Cette 47ème édition renoue avec l’énergie propre aux Rencontres voulue par ses fondateurs, en particulier Michel Tournier, disparu l’an passé, dont je veux rappeler ici le nom et l’action.
En visionnaire de la photographie, il a œuvré le premier pour que ces Rencontres voient le jour, en 1982, et il a ainsi contribué à la reconnaissance de la photographie.
Avec Jean Maurice Rouquette, Maryse Cordesse et Lucien Clergue, l’auteur des Météores a également milité dès les années soixante pour l’ouverture de l’Ecole nationale supérieure de la photographie d’Arles voulue par François Mitterrand ; conscient lui aussi du rôle de la photographie dans notre société, de sa fonction de témoignage mais aussi d’œuvre de création et de l’importance de son enseignement.
L’école sera installée en 2018 dans ses nouveaux locaux, imaginés par Marc Barani, et contribuera à faire de la ville d’Arles un pôle d’excellence pour la photographie.
Le Président de la République est particulièrement attentif à ce projet qu’il a voulu.
Si Arles se transforme chaque été en capitale mondiale de la photographie, c’est aussi que tout au long de l’année elle peut compter sur des acteurs locaux qui en font un véritable creuset artistique et culturel : l’Ecole nationale supérieure de la photographie, que je viens de nommer, mais aussi les Editions Actes Sud, la Fondation Luma qui va en 2018 connaître le développement exceptionnel que l’on sait, la Fondation Van Gogh, Harmonia Mundi...
A partir de cette année, le festival se déploie plus largement dans la région.
Sous l’intitulé « Grand Arles Express », proposé par le président Hubert Védrine, les Rencontres d’Arles ont noué des collaborations avec la Collection Lambert à Avignon, le Carré d’Art de Nîmes et la Villa Méditerranée à Marseille, une façon d’affirmer la forte valeur culturelle du territoire.
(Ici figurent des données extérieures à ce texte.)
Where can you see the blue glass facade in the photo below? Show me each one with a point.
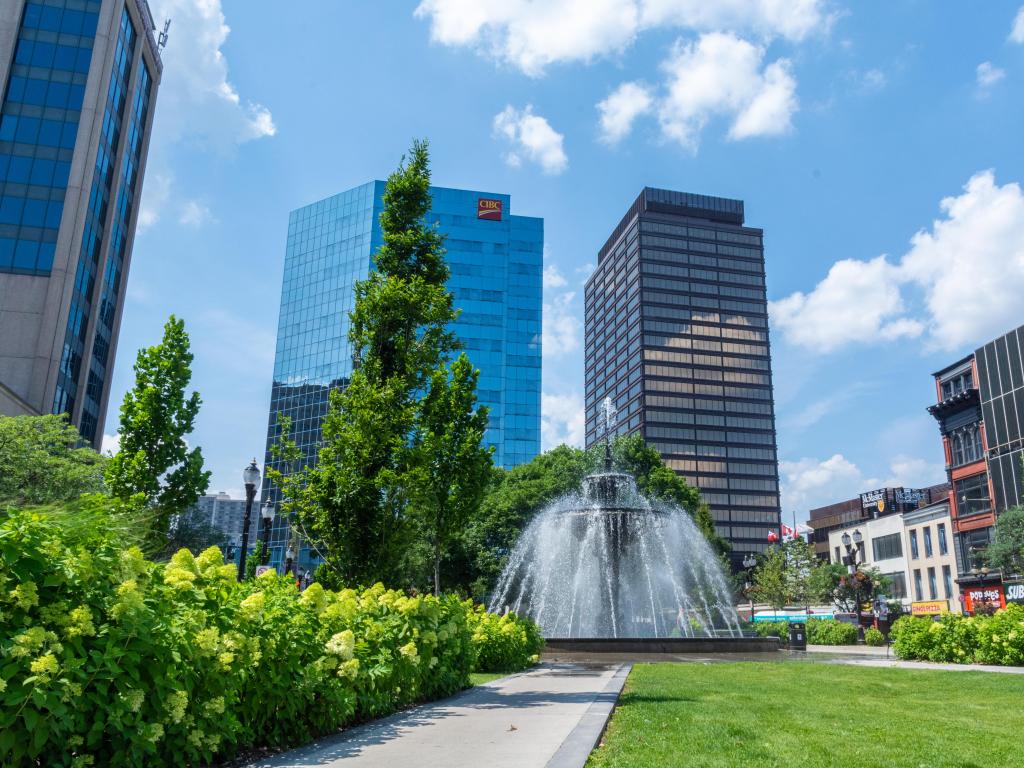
(38, 124)
(496, 279)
Ce réseau exceptionnel permet la rencontre de l’art contemporain, de la photographie et du patrimoine. Il offre au public une palette d’une subtile variation qui répond et crée sa curiosité et qu’il faut ouvrir au plus grand nombre.
Les Rencontres sont ainsi un bel exemple de l’implantation partout en France de projets culturels majeurs et témoignent du travail main dans la main de l’Etat et des collectivités pour promouvoir, diffuser et mettre en valeur la création – ici la photographie –, être facteur de rassemblement autour de ses propositions d’artistes et aussi bien sûr de développement économique local sur un pôle d’excellence que seule la France peut créer.
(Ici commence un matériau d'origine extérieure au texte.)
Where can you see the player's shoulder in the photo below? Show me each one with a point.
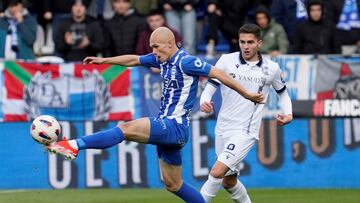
(270, 63)
(230, 56)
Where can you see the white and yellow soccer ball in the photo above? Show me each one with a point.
(45, 129)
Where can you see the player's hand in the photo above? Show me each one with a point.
(256, 97)
(93, 60)
(283, 119)
(206, 107)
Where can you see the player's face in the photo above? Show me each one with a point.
(315, 12)
(78, 10)
(249, 46)
(155, 21)
(161, 48)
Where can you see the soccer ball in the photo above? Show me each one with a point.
(45, 129)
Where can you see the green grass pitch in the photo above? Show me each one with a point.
(159, 195)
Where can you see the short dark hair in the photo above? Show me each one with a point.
(15, 3)
(155, 12)
(250, 28)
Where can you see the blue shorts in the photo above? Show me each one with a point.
(169, 137)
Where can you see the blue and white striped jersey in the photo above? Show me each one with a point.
(180, 83)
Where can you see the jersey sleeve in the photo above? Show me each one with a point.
(149, 60)
(220, 65)
(194, 66)
(278, 82)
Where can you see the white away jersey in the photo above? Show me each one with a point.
(180, 83)
(236, 112)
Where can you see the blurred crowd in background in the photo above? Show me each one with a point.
(69, 30)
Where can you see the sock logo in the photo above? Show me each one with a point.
(230, 147)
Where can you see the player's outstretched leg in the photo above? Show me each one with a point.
(137, 130)
(236, 189)
(100, 140)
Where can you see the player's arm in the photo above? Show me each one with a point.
(206, 104)
(231, 83)
(286, 108)
(284, 99)
(124, 60)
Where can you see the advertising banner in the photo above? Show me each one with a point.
(71, 92)
(307, 153)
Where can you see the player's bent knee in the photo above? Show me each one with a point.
(172, 185)
(229, 183)
(216, 173)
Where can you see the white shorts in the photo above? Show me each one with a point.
(231, 148)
Le grand enjeu qui est devant nous, c’est bien sûr celui de la transmission à la jeunesse, à toutes les jeunesses et cela commence à l’école, lieu de l’égalité des chances. Je veux donc saluer et encourager le travail remarquable mené par les équipes du festival au service du jeune public et en faveur de l’éducation artistique.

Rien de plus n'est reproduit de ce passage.